Around us, the clearing erupted with motion. Dirt kicked up, leaves scattered, branches snapped. The space bore witness to our war—scarred but silent.

And still, neither of us made a single mistake.

Not yet.

Ten minutes passed, maybe more. No one had landed a finishing blow. But sweat poured freely down our faces. Our chests rose and fell in deep, measured gasps.

"Good," Richard muttered between breaths, his teeth gritted. "Damn good."

I didn't reply. Couldn't. I was locked in—every ounce of focus narrowed to a fine point.

He launched forward again, faster this time. A high feint—but I saw through it. My arms moved before thought, deflecting the strike. I countered—right elbow, left knee—striking in a fluid rhythm. One of my hits connected, hard, driving into his shoulder.

He stumbled. Just for a second.

I pressed the advantage, launching a combo—knees, elbows, short hooks. He blocked, dodged, absorbed—but I was inside his rhythm now, disrupting it.

And then—

A wince. Small, quick.

But I saw it.

For the first time, Richard had felt it.

So I surged. Faster. Sharper. Stronger.

And I made a mistake.

It was tiny. A slight shift in weight. A step too far forward.

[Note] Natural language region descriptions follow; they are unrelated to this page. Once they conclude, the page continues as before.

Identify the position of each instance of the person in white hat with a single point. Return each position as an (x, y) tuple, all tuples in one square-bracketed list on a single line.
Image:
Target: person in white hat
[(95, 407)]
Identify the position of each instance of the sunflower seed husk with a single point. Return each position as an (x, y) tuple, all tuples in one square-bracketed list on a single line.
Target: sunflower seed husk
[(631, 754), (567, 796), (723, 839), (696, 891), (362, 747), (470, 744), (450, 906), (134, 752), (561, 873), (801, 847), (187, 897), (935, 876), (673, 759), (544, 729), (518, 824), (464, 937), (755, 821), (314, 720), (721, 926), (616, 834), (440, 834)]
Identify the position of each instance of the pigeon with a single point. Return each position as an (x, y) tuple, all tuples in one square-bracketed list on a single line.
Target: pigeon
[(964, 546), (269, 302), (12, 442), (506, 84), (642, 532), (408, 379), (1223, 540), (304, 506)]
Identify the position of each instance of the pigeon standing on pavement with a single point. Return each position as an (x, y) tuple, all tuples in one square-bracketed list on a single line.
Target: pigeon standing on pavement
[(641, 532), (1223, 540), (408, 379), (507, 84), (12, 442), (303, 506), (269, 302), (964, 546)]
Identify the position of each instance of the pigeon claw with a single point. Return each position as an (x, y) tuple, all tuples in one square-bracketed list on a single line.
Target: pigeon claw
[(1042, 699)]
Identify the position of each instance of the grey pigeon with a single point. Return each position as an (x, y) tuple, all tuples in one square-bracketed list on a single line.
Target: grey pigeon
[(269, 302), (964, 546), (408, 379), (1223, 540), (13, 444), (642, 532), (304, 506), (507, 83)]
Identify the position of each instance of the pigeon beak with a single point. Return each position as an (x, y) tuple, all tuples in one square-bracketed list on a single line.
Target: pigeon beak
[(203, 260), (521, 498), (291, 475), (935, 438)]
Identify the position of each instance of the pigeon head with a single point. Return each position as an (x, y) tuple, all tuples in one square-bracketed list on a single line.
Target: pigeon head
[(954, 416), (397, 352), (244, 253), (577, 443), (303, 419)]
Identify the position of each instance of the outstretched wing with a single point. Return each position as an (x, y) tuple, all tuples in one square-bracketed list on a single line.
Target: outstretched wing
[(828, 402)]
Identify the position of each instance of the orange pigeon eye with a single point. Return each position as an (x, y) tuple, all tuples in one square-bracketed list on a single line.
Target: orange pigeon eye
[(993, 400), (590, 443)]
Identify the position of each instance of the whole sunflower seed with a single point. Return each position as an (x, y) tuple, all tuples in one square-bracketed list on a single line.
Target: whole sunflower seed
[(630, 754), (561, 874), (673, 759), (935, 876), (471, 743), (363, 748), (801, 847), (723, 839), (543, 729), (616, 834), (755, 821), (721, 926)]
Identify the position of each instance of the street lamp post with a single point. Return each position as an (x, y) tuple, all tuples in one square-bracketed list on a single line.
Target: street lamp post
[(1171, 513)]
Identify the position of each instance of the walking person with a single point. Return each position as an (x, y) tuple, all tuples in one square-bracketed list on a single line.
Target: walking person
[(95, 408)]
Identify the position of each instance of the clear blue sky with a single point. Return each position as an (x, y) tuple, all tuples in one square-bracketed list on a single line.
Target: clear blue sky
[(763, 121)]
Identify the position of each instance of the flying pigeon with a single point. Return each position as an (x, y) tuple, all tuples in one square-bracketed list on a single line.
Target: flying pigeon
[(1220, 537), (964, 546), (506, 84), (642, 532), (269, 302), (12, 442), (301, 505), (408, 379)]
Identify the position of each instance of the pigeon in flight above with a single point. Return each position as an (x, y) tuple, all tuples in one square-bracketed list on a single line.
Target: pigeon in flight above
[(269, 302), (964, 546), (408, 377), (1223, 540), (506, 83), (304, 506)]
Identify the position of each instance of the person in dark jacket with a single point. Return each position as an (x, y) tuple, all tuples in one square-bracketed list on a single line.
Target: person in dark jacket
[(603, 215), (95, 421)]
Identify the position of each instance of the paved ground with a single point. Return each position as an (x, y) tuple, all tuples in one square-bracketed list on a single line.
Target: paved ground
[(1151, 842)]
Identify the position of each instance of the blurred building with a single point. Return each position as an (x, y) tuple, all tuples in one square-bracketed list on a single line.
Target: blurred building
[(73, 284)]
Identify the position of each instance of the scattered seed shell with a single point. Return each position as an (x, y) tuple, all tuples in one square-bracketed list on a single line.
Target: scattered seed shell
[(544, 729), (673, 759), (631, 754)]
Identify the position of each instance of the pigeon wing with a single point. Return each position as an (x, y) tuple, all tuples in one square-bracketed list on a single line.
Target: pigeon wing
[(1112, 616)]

But for someone like Richard, it was all he needed.

He struck like a trap. Left hand snapped up, catching my arm. His foot swept my base. My back slammed into the ground, breath jolting from my lungs. I rolled instinctively, pushing up onto a knee—but he was already on me. His fist arced down. I slipped inside the blow, jabbed toward his ribs—but he caught me again. This time in a clinch.

Then—

Crack.

A headbutt.

Stars burst behind my eyes. I staggered, disoriented. Tried to pivot out—but he swept my leg mid-turn and slammed me down.

Hard.

I writhed, tried to buck him off—but he had already pinned me. His knee pressed into my sternum, his hand on my throat. Not squeezing. Just holding. A grip that didn't hurt, but commanded.

This wasn't brutality. It was control.

It was a statement.

It's over.

And I knew it.

My limbs trembled. My body throbbed. My knuckles were scraped and bleeding. A slow trickle of blood leaked from my nose. And yet—despite all of it—

I grinned.

"Still kicking," I managed, breathless.

Richard stared for a second, then released me. He pushed off, offering a hand.

"Barely," he said, half-smiling.

I took his hand. Let him pull me to my feet.

"You're not ready yet to defeat me," he said, brushing off dirt, his breathing heavy but even. "But you're close. Closer than I ever thought you'd get."

I didn't reply.

I didn't need to.

Inside me, the wolf didn't snarl. It didn't rage or howl at the loss. It sat still. Watching. Understanding.

And smiling.

Because now it knew—this wasn't about rage, or dominance, or who had more brute strength.

This was about discipline. About clarity. About command.

I had lost.

And yet—

This defeat tasted like progress.

Like the first real step toward something greater.